Anti-Semitism in London is rife – it’s time the Met stood up to it
In the days before the 2019 election, this paper published an editorial which asked – begged – its readers not to vote for Jeremy Corbyn.
Not because of his economic policies (illiterate though they were), his instincts towards business (envious as they seemed) nor for any politically partisan reason: but because a Corbyn victory would have legitimised, and amplified, the vicious strain of anti-Semitism which ran through him and his core supporters.
That virus has been defeated in the Labour Party, as Keir Starmer proved yesterday. But it is never far away. Thousands protesting outside the Israeli Embassy, seemingly with the Met’s approval, the day after Israel was attacked; the smashing up of Jewish restaurants and shops in north London, again.
A Jewish school in the capital forced to tell its pupils not to wear blazers on the way to and from the gates. Tell us that this has nothing to do with anti-Semitism, that it’s ‘just’ political.
All this after a conflict begun by power-mad terrorists who have turned Gaza into a dependent fiefdom, who have spent the weekend murdering Israeli citizens in cold blood and who, yesterday, were exposed as having committed the most heinous crimes one could imagine.
The Middle East is complicated. A game of whataboutery would go on forever; it is pointless, a cycle of violence repeating itself, with families shattered and lives lost senselessly.

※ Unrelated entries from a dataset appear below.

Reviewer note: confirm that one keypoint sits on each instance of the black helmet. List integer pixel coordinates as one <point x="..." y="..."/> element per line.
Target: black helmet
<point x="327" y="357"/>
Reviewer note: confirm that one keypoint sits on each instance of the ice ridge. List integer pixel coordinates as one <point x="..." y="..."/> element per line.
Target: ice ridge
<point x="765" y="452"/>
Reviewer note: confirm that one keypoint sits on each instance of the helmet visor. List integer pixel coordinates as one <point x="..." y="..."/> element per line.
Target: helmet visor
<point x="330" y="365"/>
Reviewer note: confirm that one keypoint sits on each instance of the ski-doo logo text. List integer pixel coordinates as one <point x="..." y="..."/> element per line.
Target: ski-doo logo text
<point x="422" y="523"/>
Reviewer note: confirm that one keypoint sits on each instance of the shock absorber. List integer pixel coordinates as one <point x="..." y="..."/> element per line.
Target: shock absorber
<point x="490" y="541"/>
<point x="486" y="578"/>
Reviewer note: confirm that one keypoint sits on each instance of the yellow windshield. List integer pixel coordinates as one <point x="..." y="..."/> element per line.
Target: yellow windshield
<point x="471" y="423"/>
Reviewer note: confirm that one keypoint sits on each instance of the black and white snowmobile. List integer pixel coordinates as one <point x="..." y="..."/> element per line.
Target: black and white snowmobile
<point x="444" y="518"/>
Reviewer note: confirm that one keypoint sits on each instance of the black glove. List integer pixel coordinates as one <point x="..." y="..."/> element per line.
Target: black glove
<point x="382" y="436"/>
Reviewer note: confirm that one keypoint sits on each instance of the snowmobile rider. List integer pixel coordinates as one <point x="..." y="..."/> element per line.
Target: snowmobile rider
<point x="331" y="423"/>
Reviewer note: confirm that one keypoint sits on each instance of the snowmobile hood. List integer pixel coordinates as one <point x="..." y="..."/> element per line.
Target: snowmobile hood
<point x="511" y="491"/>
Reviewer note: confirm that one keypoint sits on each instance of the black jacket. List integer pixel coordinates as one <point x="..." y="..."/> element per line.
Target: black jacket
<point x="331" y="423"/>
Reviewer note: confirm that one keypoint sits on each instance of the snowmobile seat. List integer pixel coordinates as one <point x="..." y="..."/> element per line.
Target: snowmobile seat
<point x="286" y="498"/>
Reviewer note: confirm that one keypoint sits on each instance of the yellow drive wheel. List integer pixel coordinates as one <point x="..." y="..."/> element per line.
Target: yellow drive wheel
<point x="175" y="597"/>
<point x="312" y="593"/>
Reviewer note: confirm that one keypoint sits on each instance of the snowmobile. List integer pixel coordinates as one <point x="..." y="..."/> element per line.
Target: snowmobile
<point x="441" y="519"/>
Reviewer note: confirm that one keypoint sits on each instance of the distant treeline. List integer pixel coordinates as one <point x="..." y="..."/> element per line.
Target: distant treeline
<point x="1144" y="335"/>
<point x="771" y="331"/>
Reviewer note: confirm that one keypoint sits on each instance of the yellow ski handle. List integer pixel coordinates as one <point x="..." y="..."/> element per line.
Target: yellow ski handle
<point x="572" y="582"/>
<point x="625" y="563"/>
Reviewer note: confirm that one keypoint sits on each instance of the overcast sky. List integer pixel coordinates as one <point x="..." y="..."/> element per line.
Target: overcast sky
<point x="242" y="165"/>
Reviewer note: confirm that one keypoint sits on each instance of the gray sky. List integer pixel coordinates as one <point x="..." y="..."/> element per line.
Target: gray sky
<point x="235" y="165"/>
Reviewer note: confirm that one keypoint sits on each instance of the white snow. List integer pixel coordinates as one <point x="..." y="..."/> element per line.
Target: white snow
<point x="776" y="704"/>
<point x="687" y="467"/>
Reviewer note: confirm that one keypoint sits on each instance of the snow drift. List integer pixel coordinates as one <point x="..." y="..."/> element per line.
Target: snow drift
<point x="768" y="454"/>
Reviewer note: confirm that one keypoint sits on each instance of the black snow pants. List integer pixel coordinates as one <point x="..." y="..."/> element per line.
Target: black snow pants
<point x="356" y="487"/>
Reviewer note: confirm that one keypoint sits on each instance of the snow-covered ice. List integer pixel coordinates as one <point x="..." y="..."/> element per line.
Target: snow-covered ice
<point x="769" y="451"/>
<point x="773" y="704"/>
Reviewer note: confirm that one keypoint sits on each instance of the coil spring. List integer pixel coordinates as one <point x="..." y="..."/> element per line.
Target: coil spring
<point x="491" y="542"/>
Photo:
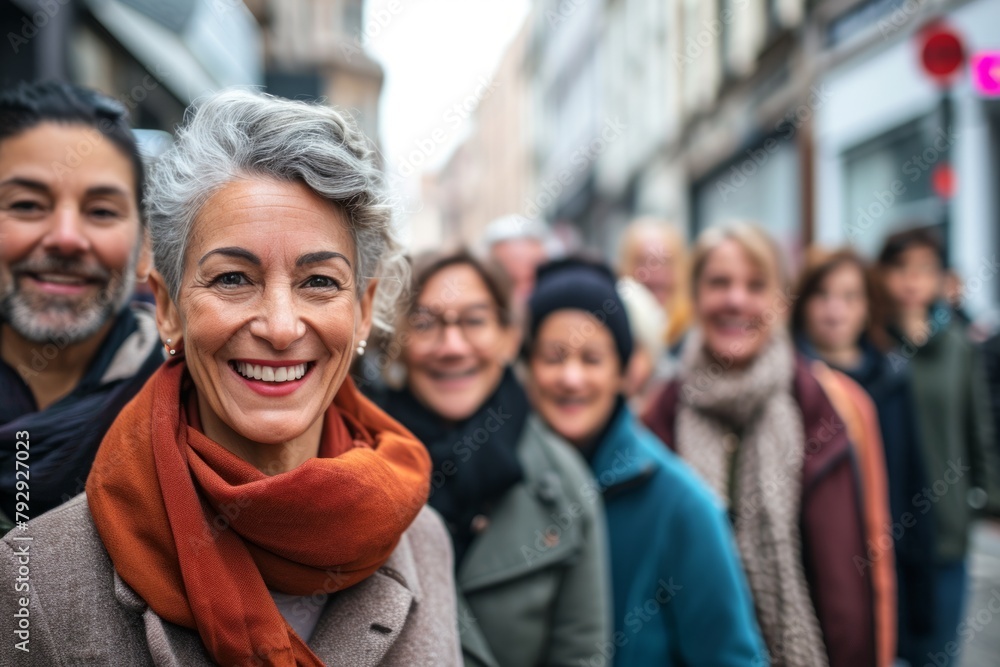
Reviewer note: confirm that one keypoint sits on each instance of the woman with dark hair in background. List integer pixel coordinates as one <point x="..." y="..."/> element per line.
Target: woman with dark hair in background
<point x="835" y="319"/>
<point x="680" y="595"/>
<point x="953" y="416"/>
<point x="749" y="416"/>
<point x="530" y="551"/>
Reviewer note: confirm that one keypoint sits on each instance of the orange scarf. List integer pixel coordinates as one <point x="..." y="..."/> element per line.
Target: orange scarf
<point x="201" y="535"/>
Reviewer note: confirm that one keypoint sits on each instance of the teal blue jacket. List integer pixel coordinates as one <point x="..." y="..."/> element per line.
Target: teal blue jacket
<point x="680" y="594"/>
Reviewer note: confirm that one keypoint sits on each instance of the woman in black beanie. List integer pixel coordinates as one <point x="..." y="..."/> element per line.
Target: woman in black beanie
<point x="531" y="566"/>
<point x="680" y="596"/>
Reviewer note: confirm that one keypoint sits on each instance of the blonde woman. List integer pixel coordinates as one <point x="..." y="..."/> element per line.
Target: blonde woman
<point x="747" y="414"/>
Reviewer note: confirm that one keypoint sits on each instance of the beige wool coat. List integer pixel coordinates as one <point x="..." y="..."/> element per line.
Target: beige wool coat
<point x="82" y="613"/>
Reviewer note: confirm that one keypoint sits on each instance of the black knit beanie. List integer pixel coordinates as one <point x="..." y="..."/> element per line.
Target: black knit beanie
<point x="580" y="284"/>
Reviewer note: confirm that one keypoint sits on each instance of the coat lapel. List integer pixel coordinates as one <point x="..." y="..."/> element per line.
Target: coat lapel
<point x="524" y="534"/>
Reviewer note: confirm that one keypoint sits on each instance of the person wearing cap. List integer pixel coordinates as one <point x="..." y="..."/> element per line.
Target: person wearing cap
<point x="73" y="350"/>
<point x="517" y="245"/>
<point x="680" y="596"/>
<point x="531" y="565"/>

It is not our job to solve this conflict, though we can say without the slightest qualm that Israel has the right to defend itself, and that the people who will suffer the most from Hamas’s attacks in the long-term are those unfortunate enough to live in Gaza.
But it is our job to care about London – to care about the people who live in it. The Met, which has failed to protect ethnic communities properly for years, and who are trusted by so few Londoners, must for once step up to the plate.